Luna di miele, un inizio di stagione da incorniciare, sogni di alta classifica, poi tutto è tornato alla normalità. E la normalità, per Mourinho (o almeno per quello degli ultimi anni) significa musi lunghi, tensione e risultati che faticano ad arrivare. L’ennesima sconfitta del Tottenham fa spuntare una contestazione social…

di Redazione Il Posticipo

Luna di miele, un inizio di stagione da incorniciare, sogni di alta classifica, poi tutto è tornato alla normalità. E la normalità, per Mourinho (o almeno per quello degli ultimi anni) significa musi lunghi, tensione e risultati che faticano ad arrivare. Lo Special One aveva iniziato benissimo al Tottenham, regalando battute, sorrisi e serenità. Ora però c’è ben poco da ridere, considerando che gli Spurs navigano a metà classifica. 36 punti in 24 partite, non proprio uno score invidiabile, e poco conta che anche i cugini dell’Arsenal se la passano male.
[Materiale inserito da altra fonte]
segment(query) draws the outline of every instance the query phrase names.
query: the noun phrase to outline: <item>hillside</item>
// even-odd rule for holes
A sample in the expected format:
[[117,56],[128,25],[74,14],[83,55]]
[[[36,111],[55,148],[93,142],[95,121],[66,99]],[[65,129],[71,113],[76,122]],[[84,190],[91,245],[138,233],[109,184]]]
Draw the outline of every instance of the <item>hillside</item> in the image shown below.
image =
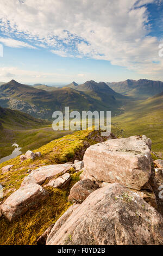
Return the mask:
[[[54,131],[49,122],[0,107],[0,159],[9,155],[16,142],[22,152],[35,149],[68,131]],[[70,132],[68,132],[70,133]]]
[[54,90],[57,90],[57,87],[52,86],[48,86],[45,84],[36,84],[33,86],[33,87],[36,89],[40,89],[41,90],[44,90],[46,92],[53,92]]
[[67,86],[98,100],[103,103],[104,107],[108,108],[108,111],[111,111],[113,115],[121,113],[123,105],[130,100],[129,97],[115,92],[104,82],[96,83],[91,80],[79,85],[76,83],[74,85],[73,82]]
[[120,136],[145,134],[151,138],[152,150],[162,157],[163,93],[145,101],[128,102],[124,113],[112,118],[112,124],[113,132]]
[[[107,140],[97,131],[80,131],[37,149],[40,157],[21,161],[17,157],[0,164],[4,196],[0,199],[0,244],[162,243],[162,212],[157,209],[161,200],[156,199],[153,188],[144,187],[153,182],[153,177],[149,179],[151,141],[146,136],[110,136]],[[108,147],[112,150],[108,150]],[[73,164],[84,155],[83,162]],[[82,163],[84,168],[78,169]],[[7,164],[14,166],[3,173]],[[58,172],[52,173],[53,168]],[[52,185],[64,175],[70,179],[66,185]],[[117,223],[120,234],[121,230],[129,233],[127,240],[117,233]]]
[[133,97],[148,97],[163,92],[163,82],[140,79],[106,83],[115,92]]
[[108,110],[114,115],[119,112],[127,99],[104,83],[87,82],[80,86],[82,87],[83,91],[66,87],[47,92],[11,80],[0,88],[0,106],[52,120],[54,111],[63,111],[67,106],[71,111]]
[[[71,162],[76,157],[82,160],[88,145],[97,143],[98,140],[96,141],[95,139],[98,136],[97,133],[97,131],[80,131],[67,135],[63,138],[53,141],[38,148],[35,151],[41,152],[40,159],[37,158],[34,161],[29,159],[22,162],[18,156],[0,164],[0,172],[3,166],[14,164],[14,169],[4,174],[1,173],[0,176],[0,183],[4,186],[3,200],[20,187],[24,177],[29,174],[29,169],[35,169],[45,164]],[[28,211],[23,218],[20,217],[18,222],[16,221],[10,223],[5,218],[0,217],[0,244],[36,245],[39,235],[71,205],[71,203],[67,202],[68,196],[71,188],[79,180],[81,174],[79,172],[74,173],[74,170],[71,168],[70,171],[72,179],[67,188],[48,190],[50,198],[43,204],[40,204],[39,208]]]

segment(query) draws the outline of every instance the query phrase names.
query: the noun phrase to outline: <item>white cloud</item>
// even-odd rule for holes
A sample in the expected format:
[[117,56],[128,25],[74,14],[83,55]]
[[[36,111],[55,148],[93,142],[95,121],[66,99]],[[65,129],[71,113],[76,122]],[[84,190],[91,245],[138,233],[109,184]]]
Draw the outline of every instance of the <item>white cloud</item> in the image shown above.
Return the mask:
[[22,41],[18,41],[17,40],[12,39],[12,38],[4,38],[0,37],[0,42],[4,44],[7,46],[13,48],[30,48],[32,49],[35,49],[36,47],[29,45],[27,42],[23,42]]
[[72,55],[71,55],[67,53],[67,52],[66,52],[66,51],[64,51],[52,50],[51,52],[52,52],[53,53],[55,54],[59,55],[59,56],[61,56],[61,57],[73,57]]
[[[158,39],[147,35],[149,13],[145,5],[159,4],[160,1],[21,2],[0,0],[0,28],[3,34],[14,33],[29,43],[48,46],[52,52],[64,57],[85,56],[109,60],[112,65],[140,74],[162,76]],[[8,40],[5,44],[10,46],[27,44]],[[158,60],[159,64],[153,63]]]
Negli ultimi sei turni di Premier League, per la squadra del portoghese sono arrivate una sola vittoria (contro il WBA) e addirittura cinque sconfitte.
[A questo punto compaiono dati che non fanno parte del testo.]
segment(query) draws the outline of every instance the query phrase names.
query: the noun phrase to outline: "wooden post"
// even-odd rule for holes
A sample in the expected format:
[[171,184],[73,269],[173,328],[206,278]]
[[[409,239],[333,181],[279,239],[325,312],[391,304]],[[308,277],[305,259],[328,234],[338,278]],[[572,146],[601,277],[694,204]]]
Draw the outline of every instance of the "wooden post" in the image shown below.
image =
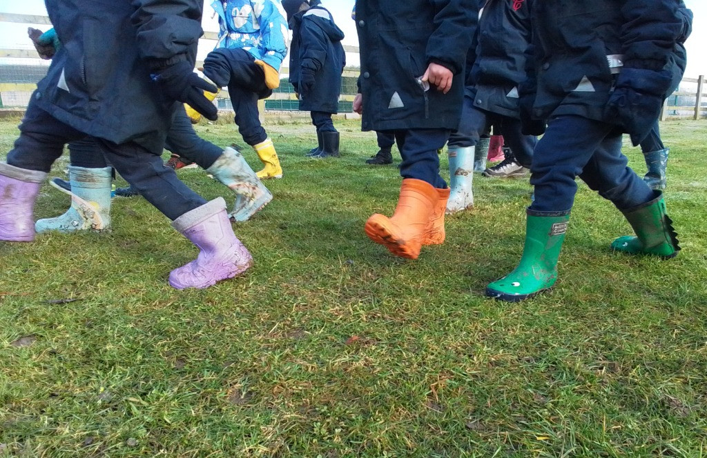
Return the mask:
[[700,77],[697,78],[697,97],[695,100],[695,119],[700,119],[701,112],[702,111],[702,92],[704,90],[705,86],[705,76],[700,75]]

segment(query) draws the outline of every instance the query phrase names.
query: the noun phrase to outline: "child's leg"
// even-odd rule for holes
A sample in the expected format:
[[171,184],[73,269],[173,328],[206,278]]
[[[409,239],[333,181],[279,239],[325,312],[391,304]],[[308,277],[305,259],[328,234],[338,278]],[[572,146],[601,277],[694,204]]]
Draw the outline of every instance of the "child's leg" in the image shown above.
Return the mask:
[[584,166],[580,177],[619,210],[645,204],[653,199],[650,187],[627,166],[629,159],[621,151],[620,133],[604,139]]
[[64,143],[83,136],[30,102],[15,147],[7,163],[0,163],[0,240],[35,239],[33,213],[40,186]]
[[213,165],[223,152],[223,148],[197,135],[183,105],[177,108],[167,133],[165,148],[180,158],[197,163],[204,170]]
[[614,127],[578,116],[551,119],[535,147],[530,184],[534,211],[568,211],[577,192],[576,177]]
[[369,238],[396,256],[414,259],[423,245],[444,241],[449,189],[439,175],[437,150],[444,146],[449,134],[442,129],[395,133],[403,158],[400,175],[404,180],[398,204],[391,218],[373,215],[364,230]]
[[96,143],[118,173],[170,220],[206,203],[164,166],[160,155],[135,143],[117,145],[98,139]]
[[317,135],[322,137],[322,151],[310,157],[322,158],[333,156],[338,158],[339,155],[339,131],[334,127],[332,114],[313,111],[311,116],[312,123],[317,127]]
[[158,155],[136,143],[97,143],[118,172],[199,247],[196,259],[170,274],[172,286],[207,288],[250,266],[252,258],[233,234],[223,198],[206,202],[180,181],[173,169],[165,167]]

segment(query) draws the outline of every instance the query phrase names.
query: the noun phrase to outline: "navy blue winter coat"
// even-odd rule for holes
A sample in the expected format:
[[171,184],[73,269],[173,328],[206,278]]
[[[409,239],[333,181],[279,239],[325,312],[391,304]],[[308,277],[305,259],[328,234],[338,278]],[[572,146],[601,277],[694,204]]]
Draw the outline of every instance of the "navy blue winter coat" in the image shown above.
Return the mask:
[[607,102],[622,69],[672,71],[684,33],[679,7],[679,0],[534,2],[533,117],[574,114],[615,123]]
[[[344,32],[332,13],[320,6],[294,15],[290,47],[290,83],[300,93],[299,109],[336,113],[341,93],[341,73],[346,64],[341,40]],[[300,90],[303,69],[315,73],[314,88]]]
[[193,64],[201,0],[46,0],[62,47],[35,102],[72,127],[116,143],[161,153],[177,104],[151,69]]
[[475,59],[468,63],[472,69],[467,88],[477,107],[519,117],[518,86],[525,80],[533,1],[481,0]]
[[[363,130],[457,129],[475,23],[472,1],[357,0]],[[426,91],[419,81],[433,62],[454,74],[447,94]]]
#JOSEOUT – E quella in uno dei tanti derby londinesi con il West Ham fa particolarmente male, per questioni di campanile ma non solo. La classifica parla chiaro e i tifosi anche: non basta quello che stanno facendo gli Spurs, che pure si giocheranno la League Cup a Wembley contro il City e che dovrebbero passare tranquillamente agli ottavi di Europa League dopo l’andata stravinta contro il Wolfsberger. Il 2-1 subito dagli Hammers, con il Tottenham sotto di due gol e che non è riuscito a riacciuffare la partita, ha fatto infuriare i supporter, che hanno lanciato…il solito hashtag, adattabile a tutte le situazioni. Ed è subito #JosèOut come trending topic su Twitter nel Regno Unito. Non una condanna, ma una spia evidente che le cose non vanno affatto bene a Londra nord.

 (Photo by Adam Davy – Pool/Getty Images)
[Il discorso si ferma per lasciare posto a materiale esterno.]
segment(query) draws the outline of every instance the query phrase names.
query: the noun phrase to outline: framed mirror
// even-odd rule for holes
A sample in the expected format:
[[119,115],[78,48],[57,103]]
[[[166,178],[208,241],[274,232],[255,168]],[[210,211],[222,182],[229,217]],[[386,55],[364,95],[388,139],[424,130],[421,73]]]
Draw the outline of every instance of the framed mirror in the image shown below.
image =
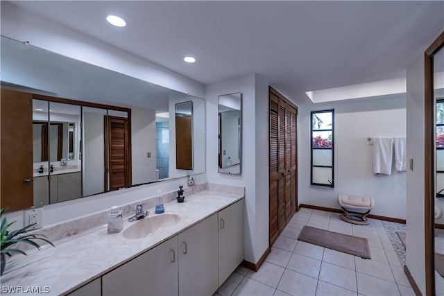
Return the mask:
[[240,175],[242,164],[242,94],[219,97],[219,172]]
[[[185,177],[189,170],[205,172],[205,100],[3,36],[1,46],[2,92],[29,99],[11,98],[21,116],[1,117],[2,123],[22,124],[27,132],[19,139],[15,130],[7,135],[2,130],[2,139],[26,153],[1,141],[4,159],[14,155],[17,168],[17,175],[1,175],[2,189],[5,184],[26,187],[12,186],[4,195],[10,202],[2,191],[2,205],[10,211]],[[176,104],[192,113],[191,164],[180,168]],[[8,166],[4,159],[2,167]]]

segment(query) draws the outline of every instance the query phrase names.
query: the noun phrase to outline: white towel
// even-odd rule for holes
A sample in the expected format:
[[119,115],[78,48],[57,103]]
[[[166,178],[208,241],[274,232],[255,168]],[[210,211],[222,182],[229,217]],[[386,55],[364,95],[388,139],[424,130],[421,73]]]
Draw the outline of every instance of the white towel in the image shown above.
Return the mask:
[[373,141],[373,173],[391,175],[393,138],[377,137]]
[[395,167],[396,171],[407,171],[405,138],[395,138]]

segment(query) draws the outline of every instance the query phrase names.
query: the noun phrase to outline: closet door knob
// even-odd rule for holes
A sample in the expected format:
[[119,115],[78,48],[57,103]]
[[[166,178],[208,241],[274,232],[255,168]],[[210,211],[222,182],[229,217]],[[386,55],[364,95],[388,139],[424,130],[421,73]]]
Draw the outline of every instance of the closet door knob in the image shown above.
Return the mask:
[[171,257],[171,262],[174,263],[176,261],[176,252],[174,252],[174,249],[171,249],[171,254],[173,256]]
[[183,245],[184,245],[183,254],[187,254],[187,243],[185,243],[184,241],[183,242]]

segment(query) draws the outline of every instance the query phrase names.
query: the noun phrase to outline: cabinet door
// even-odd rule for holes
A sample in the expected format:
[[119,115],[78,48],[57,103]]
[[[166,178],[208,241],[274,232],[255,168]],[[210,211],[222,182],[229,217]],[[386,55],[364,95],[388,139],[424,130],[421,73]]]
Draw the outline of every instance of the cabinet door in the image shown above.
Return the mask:
[[102,295],[177,295],[177,250],[176,236],[105,275]]
[[71,293],[69,296],[97,296],[101,295],[101,279],[96,279],[79,288]]
[[58,176],[57,175],[51,175],[51,182],[49,183],[49,201],[50,204],[58,202]]
[[219,286],[244,260],[244,200],[219,216]]
[[60,174],[58,177],[58,202],[65,202],[82,195],[80,172]]
[[179,294],[212,295],[219,287],[217,214],[179,234]]

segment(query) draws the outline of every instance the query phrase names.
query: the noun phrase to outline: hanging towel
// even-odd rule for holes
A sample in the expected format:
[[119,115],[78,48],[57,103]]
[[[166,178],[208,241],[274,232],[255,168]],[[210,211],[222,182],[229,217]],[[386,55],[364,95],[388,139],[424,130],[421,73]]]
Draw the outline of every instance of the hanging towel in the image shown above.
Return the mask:
[[377,137],[373,141],[373,173],[391,175],[393,138]]
[[407,171],[405,138],[395,138],[395,167],[396,171]]

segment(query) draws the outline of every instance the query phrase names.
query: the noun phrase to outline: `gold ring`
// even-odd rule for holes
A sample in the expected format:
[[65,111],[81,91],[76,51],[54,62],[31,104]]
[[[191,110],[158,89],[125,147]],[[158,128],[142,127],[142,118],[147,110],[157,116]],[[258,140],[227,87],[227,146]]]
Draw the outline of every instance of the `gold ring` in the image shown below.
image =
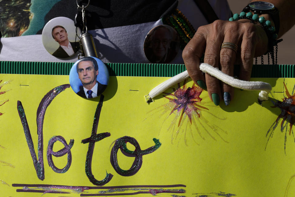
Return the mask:
[[234,43],[230,42],[225,42],[222,43],[221,44],[221,47],[220,47],[220,49],[223,48],[227,48],[228,49],[230,49],[234,51],[236,53],[237,52],[237,50],[238,50],[238,45]]

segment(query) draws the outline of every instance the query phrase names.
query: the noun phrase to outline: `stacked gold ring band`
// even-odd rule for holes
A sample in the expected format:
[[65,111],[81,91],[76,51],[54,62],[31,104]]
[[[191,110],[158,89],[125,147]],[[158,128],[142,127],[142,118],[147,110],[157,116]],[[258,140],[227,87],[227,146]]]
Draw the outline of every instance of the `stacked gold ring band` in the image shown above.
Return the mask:
[[223,48],[227,48],[228,49],[231,49],[234,51],[236,53],[237,52],[237,50],[238,50],[238,45],[230,42],[223,42],[221,44],[221,47],[220,49]]

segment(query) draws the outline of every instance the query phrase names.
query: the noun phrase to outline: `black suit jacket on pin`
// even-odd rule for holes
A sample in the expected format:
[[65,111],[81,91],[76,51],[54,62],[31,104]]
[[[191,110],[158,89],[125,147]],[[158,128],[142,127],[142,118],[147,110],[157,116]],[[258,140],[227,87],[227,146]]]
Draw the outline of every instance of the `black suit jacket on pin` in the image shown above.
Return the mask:
[[[72,46],[72,48],[73,48],[73,50],[74,51],[74,53],[76,53],[79,48],[79,42],[70,42],[71,44],[71,46]],[[52,55],[57,58],[68,58],[70,57],[67,52],[65,51],[64,49],[61,48],[61,46],[59,46],[56,50],[54,51],[54,52],[52,54]]]
[[[97,85],[97,96],[99,96],[104,91],[108,86],[101,84],[98,81],[96,81],[96,82],[98,84]],[[80,86],[79,87],[79,88],[80,89],[80,90],[77,93],[77,94],[81,97],[87,98],[87,97],[86,97],[86,95],[85,95],[85,92],[84,91],[84,89],[83,88],[83,86]]]

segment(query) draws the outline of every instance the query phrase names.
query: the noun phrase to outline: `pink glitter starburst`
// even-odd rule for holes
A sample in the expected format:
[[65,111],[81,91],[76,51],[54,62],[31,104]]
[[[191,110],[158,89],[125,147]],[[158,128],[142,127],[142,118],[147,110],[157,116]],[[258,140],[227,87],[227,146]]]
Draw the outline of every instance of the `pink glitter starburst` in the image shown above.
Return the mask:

REAZIONI – “Fuori questa barzelletta di allenatore dal mio club”, tuona qualcuno. E dire che Mou all’inizio aveva convinto anche gli scettici, che non potevano certo accettare a cuor leggero un allenatore dal passato importante al Chelsea e che ha guidato anche il Manchester United. Finchè le cose sono andate bene, la storia dello Special One ha fatto pensare ai tifosi degli Spurs che il portoghese avrebbe fatto miracoli anche a White Hart Lane. Ma ora è lui il bersaglio principale. E come sempre viene accusato di un calcio troppo difensivo e senza idee… “Non manca qualità in campo, manca del cervello in panchina”, spiega un altro tifoso del Tottenham. Il club, dal canto suo, difficilmente potrà permettersi di esonerare il tecnico, visto anche che non c’è nessuna penale e dovrebbero pagargli per intero l’ingaggio. Ma quanto resisterà Mou sotto tiro?